Por Luís Menezes Leitão
O que está em causa na proposta de alteração do Estatuto da Ordem dos Advogados é o maior ataque à advocacia desde a fundação da Ordem através do Decreto 11.715, de 12 de Junho de 1926. Efectivamente, desde essa data que se encontra estabelecido que os actos próprios da advocacia só podem ser praticados por Advogado inscrito na Ordem dos Advogados, dependendo essa inscrição da realização de um estágio com aprovação (art. 11º).
A definição dos actos próprios dos advogados (e dos solicitadores) consta hoje do art. 1º, nºs 5 e 6 da Lei 49/2004, de 24 de Agosto, que considera como tais o exercício do mandato forense e a consulta jurídica, e ainda a elaboração de contratos e a prática dos actos preparatórios tendentes à constituição, alteração ou extinção de negócios jurídicos, a negociação tendente à cobrança de créditos, e o exercício do mandato no âmbito de reclamação ou impugnação de actos administrativos ou tributários. Na proposta de alteração a essa lei, apresentada pelo Ministério da Justiça, os actos próprios da advocacia passam a ser apenas o mandato forense e a reclamação dos atos administrativos ou tributários, passando todos os demais actos a poder ser praticados por outras entidades (novos arts. 1º-A a 1º-C). Designadamente qualquer licenciado em Direito pode passar a prestar consulta jurídica e a elaborar contratos, sem precisar de se inscrever na Ordem dos Advogados. E a negociação da cobrança de créditos pode passar a ser feita por empresas de cobranças difíceis, com enorme risco de lesão dos cidadãos desprotegidos.
O resultado desta iniciativa legislativa é a desregulação absoluta da advocacia e um ataque sem precedentes à Ordem dos Advogados. A proposta não altera o art. 1º do Estatuto da Ordem dos Advogados, que define a Ordem dos Advogados como «a Ordem dos Advogados a associação pública representativa dos profissionais que, em conformidade com os preceitos do presente Estatuto e demais disposições legais aplicáveis, exercem a advocacia». Na prática, no entanto, transforma a Ordem dos Advogados apenas numa associação de profissionais forenses.
Na verdade, quem exercer qualquer forma de Advocacia, que não seja o patrocínio forense, deixa de precisar de estar inscrito na Ordem dos Advogados.
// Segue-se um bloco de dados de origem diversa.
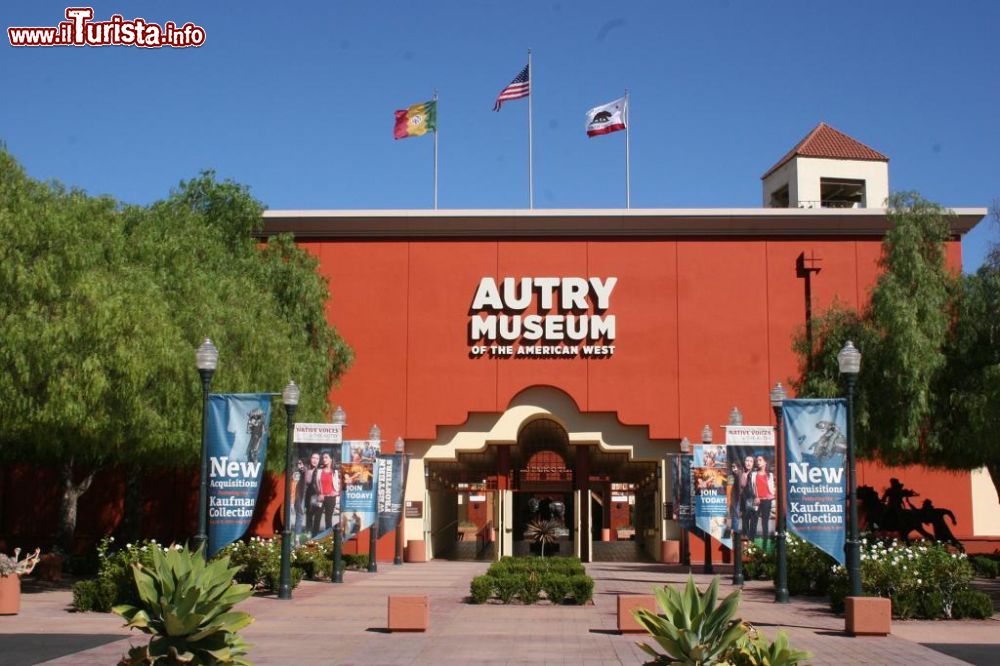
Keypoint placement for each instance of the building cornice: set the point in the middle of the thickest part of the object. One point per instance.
(592, 223)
Ora, sabendo-se que a inscrição na Ordem envolve toda uma série de custos, como quotas, contribuições para a previdência, organização de escritório adequado, fiscalização disciplinar, etc., é de prever, não só que grande parte dos futuros licenciados em Direito deixe de se inscrever na Ordem dos Advogados, como também que grande parte dos actuais Advogados abandone a Ordem dos Advogados. Tal não só representará a destruição da Ordem dos Advogados, tal como hoje a conhecemos, como também implicará o colapso imediato do sistema de previdência próprio dos Advogados.
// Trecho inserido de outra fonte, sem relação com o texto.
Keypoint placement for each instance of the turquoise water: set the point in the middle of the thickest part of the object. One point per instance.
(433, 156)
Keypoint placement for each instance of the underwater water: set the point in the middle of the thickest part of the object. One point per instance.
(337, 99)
Neste quadro, a proposta do Governo de estabelecer uma remuneração mínima de 950 euros para os estagiários, a suportar pelos seus patronos, é absolutamente risível. Salienta-se que o Governo não fez qualquer revisão da tabela dos Advogados que trabalham no acesso ao direito desde 2004, estando as suas remunerações num nível baixíssimo. Corre-se por isso o risco de haver Advogados que não consigam ganhar no sistema de acesso ao direito tanto como o que seriam obrigados a pagar aos seus estagiários. Como hoje em dia já é difícil conseguir patronos que aceitem formar estagiários, imagine-se o que será a partir do momento em que tal envolva esse tipo de custos. O resultado será, pura e simplesmente, o desaparecimento dos estágios, o que só contribuirá ainda mais para que a Advocacia em Portugal passe a ser essencialmente feita fora da Ordem dos Advogados, enfraquecendo-se assim brutalmente a mesma enquanto instituição representativa dos Advogados.
O Governo de António Costa tem-se caracterizado pelo exercício do poder absoluto em Portugal, contando para isso com um Presidente compreensivo, um Parlamento totalmente controlado, com uma oposição fraquíssima, e um Tribunal Constitucional complacente. A Ordem dos Advogados, antes de ter entrado na sua actual deriva sindical, era das poucas instituições independentes, com competência para a defesa dos direitos fundamentais dos cidadãos, que existia em Portugal. Por isso o Governo decidiu, não apenas colocá-la sob vigilância de controleiros estranhos à profissão, como também proceder ao seu efectivo desmantelamento, terminando com a inscrição obrigatória na Ordem de grande parte dos Advogados. Como um ataque à Ordem dos Advogados é um ataque ao Estado de Direito, o mesmo fica em sério risco em Portugal.